When the ceremony came to a close I still helped with providing the feast, and then kept myself busy with the dishes, not wanting any awkwardness. Those that were running the ceremony were huddled and speaking in hurried concerned tones. We had shared a ride to the place and now we had to ride back together. While on the way there there was active conversation, on the way back however it was awkward silence. Then the spouse of the healer had asked what I thought of the ceremony, and I quickly responded that “It was wild”. To that their child was responded, “see, she doesn’t know anything” and was quickly hushed. When we parted ways I genuinely wished them safe travels.

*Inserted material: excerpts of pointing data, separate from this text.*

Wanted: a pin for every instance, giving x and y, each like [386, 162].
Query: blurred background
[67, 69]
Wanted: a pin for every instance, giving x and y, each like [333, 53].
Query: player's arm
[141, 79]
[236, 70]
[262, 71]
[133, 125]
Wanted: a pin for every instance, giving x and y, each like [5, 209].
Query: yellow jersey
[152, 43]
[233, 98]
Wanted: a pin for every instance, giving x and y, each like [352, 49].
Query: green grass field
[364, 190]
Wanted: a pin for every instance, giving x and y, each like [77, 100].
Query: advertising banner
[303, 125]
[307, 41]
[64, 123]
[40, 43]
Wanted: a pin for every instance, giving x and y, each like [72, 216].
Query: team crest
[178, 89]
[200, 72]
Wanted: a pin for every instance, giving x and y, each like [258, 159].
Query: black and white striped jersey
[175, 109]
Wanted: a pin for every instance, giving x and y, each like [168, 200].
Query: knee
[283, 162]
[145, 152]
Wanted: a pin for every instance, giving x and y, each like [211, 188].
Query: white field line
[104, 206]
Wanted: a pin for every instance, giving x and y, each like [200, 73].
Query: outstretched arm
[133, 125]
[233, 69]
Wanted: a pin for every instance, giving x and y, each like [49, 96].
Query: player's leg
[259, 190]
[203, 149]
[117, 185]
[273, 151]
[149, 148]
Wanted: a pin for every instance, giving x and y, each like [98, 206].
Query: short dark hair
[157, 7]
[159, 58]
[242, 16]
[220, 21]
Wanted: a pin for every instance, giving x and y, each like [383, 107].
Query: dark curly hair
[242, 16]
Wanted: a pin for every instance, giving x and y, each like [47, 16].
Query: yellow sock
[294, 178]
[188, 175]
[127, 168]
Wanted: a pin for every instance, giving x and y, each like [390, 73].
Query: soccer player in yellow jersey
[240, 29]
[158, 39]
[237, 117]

Upon arriving home I spoke with my spouse about what had happened and they had succinctly deduced that the ceremony was the native equivalent of a séance. And if you know anything about seances is that they were also ceremonies that were held to speak with spirits in complete darkness, and they were debunked by participants in ways similar to mine. So since then I found that I am unable to believe that there is any supernatural elements in this world and firmly found myself in Naturalism – “Any of several philosophical stances wherein all phenomena or hypotheses commonly labeled as supernatural are either false or not inherently different from natural phenomena or hypotheses.” And thus consider myself a Naturalist in both Naturalism and in the Study of Nature.
Having reached this philosophical point I ended up questioning whether the Pagan label suited me anymore. I remain firmly a student of Nature and my lifestyle still reflects this. But Pagan often came with the associations of magic, spirits, and deities – things I no longer have any association with. So for some time when asked what my beliefs were I would just say Naturalist, and if the person was keenly interested in a respectful way I’d mention being a Saegoah which cut to the chase of what I really believed and did. This in many ways helped in reaching an understanding without the baggage of misunderstandings of what Paganism is. Yet to many people, within and outside of Paganism, I remain a Pagan because my practice is so nature-based. I was later reminded how that was still true through the words of Emma Restall Orr, describing a pagan as someone who looks “to the landscape, the environment, the ecology of a place, nature herself, for guidance in every aspect of their lives.” And how these words are consistent with how history uses “pagan” to mean people of the countryside (from Latin paganus, civilian, country dweller, from pagus country district).
It was with this reminder of my paganism did I recall one line that I had came across in Druidism that resonates with me still, “I am first Beast, then Human.”